Non. Ils coopéraient mais je l'avais dit publiquement à plusieurs reprises et aussi dans mon dernier rapport au conseil des gouverneurs que la coopération existait, mais elle était limitée. Il y avait beaucoup de questions auxquelles l'Iran ne répondait pas de manière convenable. On avait trouvé des traces d'uranium dans des endroits où on n'aurait pas dû les trouver et les réponses étaient techniquement pas crédibles. Il n'y avait pas de transparence.

Est-ce que l'Iran était tout près de fabriquer la bombe atomique, ce qui a été le motif de déclenchement de la guerre par Israël ?

L'Iran avait du matériel en quantité suffisante pour en produire, peut-être une bonne dizaine ou un peu moins. Et l'Iran avait des technologies et des développements liés. Mais on ne peut pas dire, je l'ai dit et je le répète, l'Iran n'avait pas l'arme nucléaire.
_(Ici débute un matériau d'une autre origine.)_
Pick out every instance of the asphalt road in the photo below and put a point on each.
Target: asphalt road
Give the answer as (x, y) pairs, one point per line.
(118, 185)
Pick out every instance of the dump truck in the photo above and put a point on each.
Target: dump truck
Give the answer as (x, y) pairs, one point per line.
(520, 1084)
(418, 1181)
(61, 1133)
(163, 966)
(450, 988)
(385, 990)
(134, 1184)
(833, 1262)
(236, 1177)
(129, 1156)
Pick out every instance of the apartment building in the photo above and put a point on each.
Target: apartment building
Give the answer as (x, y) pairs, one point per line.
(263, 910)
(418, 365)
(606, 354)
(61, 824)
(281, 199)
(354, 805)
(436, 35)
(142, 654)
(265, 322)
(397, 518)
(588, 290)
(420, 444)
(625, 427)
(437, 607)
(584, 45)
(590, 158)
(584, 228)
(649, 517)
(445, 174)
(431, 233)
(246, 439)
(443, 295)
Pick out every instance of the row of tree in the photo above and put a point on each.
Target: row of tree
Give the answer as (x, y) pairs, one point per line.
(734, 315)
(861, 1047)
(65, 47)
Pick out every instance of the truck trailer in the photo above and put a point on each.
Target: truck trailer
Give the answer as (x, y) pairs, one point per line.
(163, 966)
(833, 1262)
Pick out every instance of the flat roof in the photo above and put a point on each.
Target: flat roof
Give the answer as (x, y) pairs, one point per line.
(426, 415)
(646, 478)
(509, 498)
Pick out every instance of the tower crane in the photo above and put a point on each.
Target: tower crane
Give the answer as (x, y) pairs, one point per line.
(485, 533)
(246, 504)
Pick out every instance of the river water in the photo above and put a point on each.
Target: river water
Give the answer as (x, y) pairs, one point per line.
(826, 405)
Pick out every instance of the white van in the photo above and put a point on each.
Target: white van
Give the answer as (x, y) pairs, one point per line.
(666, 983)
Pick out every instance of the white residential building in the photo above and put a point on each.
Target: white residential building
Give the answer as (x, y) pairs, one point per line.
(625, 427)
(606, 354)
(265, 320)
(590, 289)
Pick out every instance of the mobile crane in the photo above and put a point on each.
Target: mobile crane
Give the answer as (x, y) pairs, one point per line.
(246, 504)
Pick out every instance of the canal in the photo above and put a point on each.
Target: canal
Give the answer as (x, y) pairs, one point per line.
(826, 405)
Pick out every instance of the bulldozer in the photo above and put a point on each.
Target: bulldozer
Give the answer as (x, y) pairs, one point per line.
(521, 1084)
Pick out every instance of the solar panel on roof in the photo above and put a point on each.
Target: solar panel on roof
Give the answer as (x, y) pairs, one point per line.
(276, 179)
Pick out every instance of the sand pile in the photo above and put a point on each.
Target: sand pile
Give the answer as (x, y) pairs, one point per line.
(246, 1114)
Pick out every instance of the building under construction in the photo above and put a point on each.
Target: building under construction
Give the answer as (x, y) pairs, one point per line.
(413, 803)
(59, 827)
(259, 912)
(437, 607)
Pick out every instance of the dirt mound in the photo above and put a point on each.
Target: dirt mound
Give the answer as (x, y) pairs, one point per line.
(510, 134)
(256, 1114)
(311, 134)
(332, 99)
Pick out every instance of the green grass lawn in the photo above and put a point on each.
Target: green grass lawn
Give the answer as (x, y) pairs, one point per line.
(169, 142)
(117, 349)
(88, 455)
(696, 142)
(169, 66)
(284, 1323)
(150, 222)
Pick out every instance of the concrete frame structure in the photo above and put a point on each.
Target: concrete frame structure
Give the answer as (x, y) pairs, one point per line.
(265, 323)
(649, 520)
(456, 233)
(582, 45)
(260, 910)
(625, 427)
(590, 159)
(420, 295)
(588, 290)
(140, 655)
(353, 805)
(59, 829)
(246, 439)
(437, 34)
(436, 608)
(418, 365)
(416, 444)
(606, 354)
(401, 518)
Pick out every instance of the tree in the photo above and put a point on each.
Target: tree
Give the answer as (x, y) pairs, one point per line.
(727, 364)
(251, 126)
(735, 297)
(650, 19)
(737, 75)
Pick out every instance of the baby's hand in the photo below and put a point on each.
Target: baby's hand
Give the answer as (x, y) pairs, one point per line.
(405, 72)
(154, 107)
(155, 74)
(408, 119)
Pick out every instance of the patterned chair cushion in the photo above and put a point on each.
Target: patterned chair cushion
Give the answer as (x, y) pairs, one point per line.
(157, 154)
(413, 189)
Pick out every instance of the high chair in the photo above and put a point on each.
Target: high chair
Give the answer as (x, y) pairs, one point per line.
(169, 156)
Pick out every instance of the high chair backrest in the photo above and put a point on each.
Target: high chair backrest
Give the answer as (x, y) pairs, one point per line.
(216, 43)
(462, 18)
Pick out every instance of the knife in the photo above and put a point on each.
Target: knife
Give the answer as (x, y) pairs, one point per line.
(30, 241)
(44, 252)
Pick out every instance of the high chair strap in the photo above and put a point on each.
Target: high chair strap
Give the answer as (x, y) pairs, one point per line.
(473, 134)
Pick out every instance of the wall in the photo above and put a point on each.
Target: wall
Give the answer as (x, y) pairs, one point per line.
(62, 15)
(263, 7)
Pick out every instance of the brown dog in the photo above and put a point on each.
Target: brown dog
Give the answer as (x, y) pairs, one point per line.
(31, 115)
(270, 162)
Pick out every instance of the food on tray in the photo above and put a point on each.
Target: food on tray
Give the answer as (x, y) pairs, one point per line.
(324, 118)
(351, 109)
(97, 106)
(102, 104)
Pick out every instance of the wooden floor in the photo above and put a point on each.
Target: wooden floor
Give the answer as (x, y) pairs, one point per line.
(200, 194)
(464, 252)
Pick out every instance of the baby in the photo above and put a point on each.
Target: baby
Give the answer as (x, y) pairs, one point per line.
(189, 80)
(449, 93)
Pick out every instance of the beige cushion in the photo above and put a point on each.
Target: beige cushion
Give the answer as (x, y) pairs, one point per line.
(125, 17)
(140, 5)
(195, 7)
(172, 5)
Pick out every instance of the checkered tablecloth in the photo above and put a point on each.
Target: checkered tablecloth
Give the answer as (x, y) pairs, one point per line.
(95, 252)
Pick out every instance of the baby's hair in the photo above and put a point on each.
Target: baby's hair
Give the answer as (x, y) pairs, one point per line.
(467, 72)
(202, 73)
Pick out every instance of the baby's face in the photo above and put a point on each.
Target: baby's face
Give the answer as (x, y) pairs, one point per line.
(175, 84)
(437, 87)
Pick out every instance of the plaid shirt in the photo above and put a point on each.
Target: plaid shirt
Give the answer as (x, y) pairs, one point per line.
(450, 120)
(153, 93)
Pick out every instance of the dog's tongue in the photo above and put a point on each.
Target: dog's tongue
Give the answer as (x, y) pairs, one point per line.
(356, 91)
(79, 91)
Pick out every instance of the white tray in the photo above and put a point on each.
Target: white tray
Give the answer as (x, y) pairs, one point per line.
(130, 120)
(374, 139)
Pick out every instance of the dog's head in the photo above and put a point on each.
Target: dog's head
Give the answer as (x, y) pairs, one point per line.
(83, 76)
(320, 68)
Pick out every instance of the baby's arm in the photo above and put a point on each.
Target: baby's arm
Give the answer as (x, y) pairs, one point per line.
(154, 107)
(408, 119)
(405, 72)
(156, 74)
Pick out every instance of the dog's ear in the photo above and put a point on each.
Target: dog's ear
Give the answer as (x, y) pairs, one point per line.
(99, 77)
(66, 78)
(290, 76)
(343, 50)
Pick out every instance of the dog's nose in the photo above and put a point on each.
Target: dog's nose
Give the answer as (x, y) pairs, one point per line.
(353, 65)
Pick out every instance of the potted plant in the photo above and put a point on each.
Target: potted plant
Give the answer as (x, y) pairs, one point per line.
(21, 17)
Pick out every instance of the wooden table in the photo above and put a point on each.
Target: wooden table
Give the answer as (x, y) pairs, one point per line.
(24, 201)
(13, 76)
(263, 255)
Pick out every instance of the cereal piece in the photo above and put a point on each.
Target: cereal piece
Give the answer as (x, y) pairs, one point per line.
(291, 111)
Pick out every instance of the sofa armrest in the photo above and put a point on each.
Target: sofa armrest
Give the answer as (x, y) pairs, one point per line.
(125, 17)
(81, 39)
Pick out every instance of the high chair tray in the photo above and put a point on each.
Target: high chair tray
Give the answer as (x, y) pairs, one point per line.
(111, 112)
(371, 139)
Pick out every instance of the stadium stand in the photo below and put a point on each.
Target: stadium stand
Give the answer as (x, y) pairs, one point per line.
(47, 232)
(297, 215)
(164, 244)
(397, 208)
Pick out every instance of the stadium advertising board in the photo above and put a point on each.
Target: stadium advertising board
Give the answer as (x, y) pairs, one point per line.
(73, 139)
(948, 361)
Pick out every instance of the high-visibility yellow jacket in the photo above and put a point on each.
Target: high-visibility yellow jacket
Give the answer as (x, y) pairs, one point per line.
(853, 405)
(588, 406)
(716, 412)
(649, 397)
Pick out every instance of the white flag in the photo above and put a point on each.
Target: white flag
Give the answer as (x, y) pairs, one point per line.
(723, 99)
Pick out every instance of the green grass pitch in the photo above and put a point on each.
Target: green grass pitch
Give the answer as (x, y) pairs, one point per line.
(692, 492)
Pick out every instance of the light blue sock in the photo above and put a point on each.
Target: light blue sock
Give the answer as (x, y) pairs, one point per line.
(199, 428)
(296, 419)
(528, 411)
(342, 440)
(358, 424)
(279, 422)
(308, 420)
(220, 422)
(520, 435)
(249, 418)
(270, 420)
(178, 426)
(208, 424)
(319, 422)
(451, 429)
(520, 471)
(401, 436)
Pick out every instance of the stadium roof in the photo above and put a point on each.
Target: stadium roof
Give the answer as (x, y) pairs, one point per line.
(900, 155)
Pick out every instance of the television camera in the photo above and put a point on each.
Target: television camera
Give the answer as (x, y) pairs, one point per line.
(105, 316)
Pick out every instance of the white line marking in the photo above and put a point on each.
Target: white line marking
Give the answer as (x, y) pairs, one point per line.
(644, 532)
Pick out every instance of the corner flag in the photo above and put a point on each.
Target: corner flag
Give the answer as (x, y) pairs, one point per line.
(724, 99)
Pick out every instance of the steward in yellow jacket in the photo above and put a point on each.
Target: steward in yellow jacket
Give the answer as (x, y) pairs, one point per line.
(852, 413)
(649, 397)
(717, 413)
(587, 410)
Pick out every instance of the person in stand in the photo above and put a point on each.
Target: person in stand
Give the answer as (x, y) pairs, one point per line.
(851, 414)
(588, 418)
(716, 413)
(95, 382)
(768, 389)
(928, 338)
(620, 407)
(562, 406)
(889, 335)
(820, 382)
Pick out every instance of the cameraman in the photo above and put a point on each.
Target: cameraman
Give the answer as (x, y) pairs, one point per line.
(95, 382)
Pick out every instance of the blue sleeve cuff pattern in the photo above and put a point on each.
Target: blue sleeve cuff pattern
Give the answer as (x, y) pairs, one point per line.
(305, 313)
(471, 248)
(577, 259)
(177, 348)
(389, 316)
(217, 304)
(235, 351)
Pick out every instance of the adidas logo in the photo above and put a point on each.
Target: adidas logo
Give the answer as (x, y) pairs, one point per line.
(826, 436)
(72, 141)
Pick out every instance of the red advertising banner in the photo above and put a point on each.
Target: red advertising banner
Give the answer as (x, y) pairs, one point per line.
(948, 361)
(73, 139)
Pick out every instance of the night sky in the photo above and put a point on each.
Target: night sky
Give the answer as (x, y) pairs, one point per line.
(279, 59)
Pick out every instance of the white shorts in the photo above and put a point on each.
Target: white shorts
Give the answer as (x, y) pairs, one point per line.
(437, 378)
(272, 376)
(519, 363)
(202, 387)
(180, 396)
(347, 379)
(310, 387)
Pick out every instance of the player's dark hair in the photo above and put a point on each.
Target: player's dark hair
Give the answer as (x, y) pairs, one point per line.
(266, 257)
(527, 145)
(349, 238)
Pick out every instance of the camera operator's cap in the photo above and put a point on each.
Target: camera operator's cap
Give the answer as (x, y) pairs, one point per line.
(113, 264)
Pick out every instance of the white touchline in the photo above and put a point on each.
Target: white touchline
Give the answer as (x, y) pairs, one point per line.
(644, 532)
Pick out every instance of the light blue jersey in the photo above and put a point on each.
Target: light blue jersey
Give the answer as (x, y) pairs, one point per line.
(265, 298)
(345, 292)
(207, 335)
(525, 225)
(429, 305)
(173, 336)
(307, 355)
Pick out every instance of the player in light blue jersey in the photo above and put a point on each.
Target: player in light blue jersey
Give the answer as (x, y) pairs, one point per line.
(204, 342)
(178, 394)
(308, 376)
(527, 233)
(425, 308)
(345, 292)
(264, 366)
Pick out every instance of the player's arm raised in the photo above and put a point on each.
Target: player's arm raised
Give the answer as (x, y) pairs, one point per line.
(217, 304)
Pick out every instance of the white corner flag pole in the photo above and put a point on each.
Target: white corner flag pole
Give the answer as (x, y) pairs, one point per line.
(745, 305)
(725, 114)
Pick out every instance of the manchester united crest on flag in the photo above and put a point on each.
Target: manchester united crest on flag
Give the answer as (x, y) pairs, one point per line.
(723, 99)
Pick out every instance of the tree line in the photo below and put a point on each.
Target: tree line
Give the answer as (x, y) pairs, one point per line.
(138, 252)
Donc cette guerre n'était pas utile ?

Ce n'est pas à moi de juger. Moi, je suis un homme de paix. Je crois que parler à travers les inspections de l'Agence internationale qui a été créée pour cela, on peut éviter ça. Après, les décisions politiques, ce sont les décisions politiques. Moi, je ne conteste pas et je préfère la paix.

Restez-vous optimiste ?

Un optimisme lucide et raisonnable.

Mais donc, est-il est possible que le dialogue et les inspections reprennent ?

Il est plus que possible. Il est indispensable.